The pelican papers

A big bird’s eye view

Using the Book of Common Prayer

1549 BCP page

A page from the first Book of Common Prayer
Prayer for ‘the whole state of Christ’s church and the world’

Historically, Anglican tradition has affirmed that the Book of Common Prayer is not for use just on Sunday but daily in the lives of the people of God. The 1979 revision of the prayer book makes this point clearly by providing short forms for daily prayer for individuals and families. (BCP, p. 136-140) These offices are flexible routines that encourage innovation and growth, a kind of starting point for deeper awareness over time of the practices of daily prayer in the Anglican tradition.

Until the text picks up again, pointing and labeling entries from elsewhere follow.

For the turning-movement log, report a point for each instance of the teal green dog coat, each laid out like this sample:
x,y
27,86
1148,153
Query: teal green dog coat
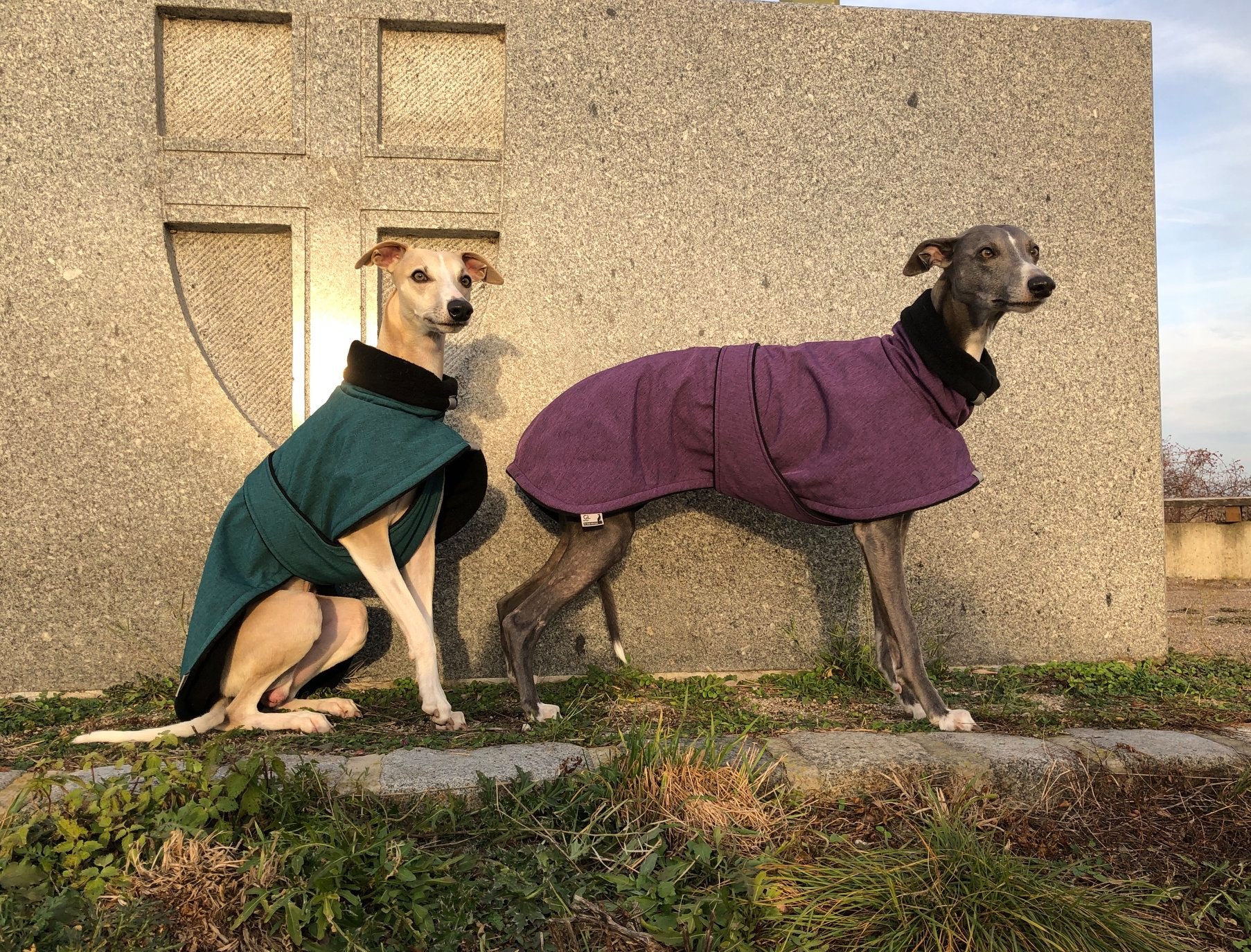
x,y
380,434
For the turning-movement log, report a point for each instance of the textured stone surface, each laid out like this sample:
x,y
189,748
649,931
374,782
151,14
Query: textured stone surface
x,y
418,770
852,761
1024,766
1173,748
672,173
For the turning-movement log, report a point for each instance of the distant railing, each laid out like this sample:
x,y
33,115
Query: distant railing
x,y
1207,508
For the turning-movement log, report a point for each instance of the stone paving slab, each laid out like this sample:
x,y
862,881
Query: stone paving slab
x,y
1022,766
1175,750
833,762
850,761
418,770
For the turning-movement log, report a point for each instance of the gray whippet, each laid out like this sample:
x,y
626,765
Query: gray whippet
x,y
937,363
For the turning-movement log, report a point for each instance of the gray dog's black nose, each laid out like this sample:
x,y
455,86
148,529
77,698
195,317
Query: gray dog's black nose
x,y
1041,285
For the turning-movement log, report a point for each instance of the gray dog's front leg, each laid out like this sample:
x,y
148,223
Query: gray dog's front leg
x,y
882,544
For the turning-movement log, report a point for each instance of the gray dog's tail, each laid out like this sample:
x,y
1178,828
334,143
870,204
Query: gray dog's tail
x,y
614,631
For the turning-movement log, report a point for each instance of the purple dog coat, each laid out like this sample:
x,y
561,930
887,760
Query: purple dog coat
x,y
827,432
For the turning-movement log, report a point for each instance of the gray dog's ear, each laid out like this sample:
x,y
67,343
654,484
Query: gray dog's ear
x,y
481,269
384,254
930,253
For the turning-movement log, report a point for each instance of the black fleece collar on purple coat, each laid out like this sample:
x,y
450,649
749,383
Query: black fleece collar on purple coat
x,y
973,379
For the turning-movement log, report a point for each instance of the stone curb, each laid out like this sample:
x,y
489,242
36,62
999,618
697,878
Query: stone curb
x,y
832,762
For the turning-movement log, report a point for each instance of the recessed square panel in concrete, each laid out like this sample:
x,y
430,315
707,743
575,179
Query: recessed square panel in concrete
x,y
237,297
441,89
225,79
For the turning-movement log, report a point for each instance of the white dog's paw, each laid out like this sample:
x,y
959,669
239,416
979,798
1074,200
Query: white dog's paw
x,y
454,721
310,722
956,719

Each office begins with a psalm of praise and continues with a reading from scripture, intercessions, the Lord’s Prayer and a concluding collect. There are four offices – morning, noon, evening and bedtime – each of them an opportunity for private prayer or worship with others. The practice of the hours of daily prayer is a means by which we make the time of our lives sacred in an outward and visible way signifying our inward, spiritual disposition to be in conscious relationship with God day in and day out, not just on Sunday. There are many way ways to do this; the Daily Office is but one way – and a good one.

The longer forms of the Daily Office require more time but are of enormous benefit. They may be said privately or in small groups, even large groups. Like the short offices, these services are flexible and may play host to a variety of practices for which the Daily Office provides a context – meditation, contemplative practice, lectio divina. They may be chanted, said aloud or prayed silently. It’s a matter of liturgical taste, but there’s nothing to keep Daily Office practitioners from using candles, bells, incense, prayer shawls, rosaries or any other prayer aid. The prayer book provides a detailed outline for the Daily Office, but it’s a service made for innovation and personal taste, especially as a springboard for personal prayer.

Regular use of the Daily Office may bring with it the Daily Office Lectionary, which even by itself is an excellent means by which to read through the entire content of scripture in bite-size pieces over a two-year period. The collects of the church year also may become part of regular personal use of the Daily Office, as well as the “Prayers and Thanksgivings” section of the prayer book. (BCP, p. 810-841) (Note about “reading prayers out of a book”: It makes just as much sense to read prayers out of a book as it does to read scripture for one’s self. The symbols on the page don’t make prayer said in this way meaningless; moreover, there is nothing in Anglican tradition that forbids our praying extemporaneously. The problem often raised against “reading prayers out of a book” is that it may lead to insincerity. Well, of course that’s true, but it’s just as possible to pray insincerely extemporaneously. The prayer texts of The Book of Common Prayer are sincere, traditional and often beautiful expressions of Christian faith. By using these prayer texts, we choose to make these prayers our own and, over time, they become part of our vocabulary for expressing our faith just as scripture does.)

The Book of Common Prayer is a means of spiritual formation, not just the book in the pew we use for Sunday worship. It is an expression of Christian faith and Anglican identity that comprehends the broad sweep of Christian tradition from the beginning as it encourages us to engage the contemporary world. It isn’t perfect, and because life doesn’t stand still, we Episcopalians revise ours about every 50 years. This seldom pleases everyone – some say revision goes too far; others, not far enough. (Sound familiar?) Somewhere, though, in the “middle way” of Anglican tradition there is a broad place for all of us to stand as we “agree to disagree” and then get on with the work of the church in worship, prayer and service to the world.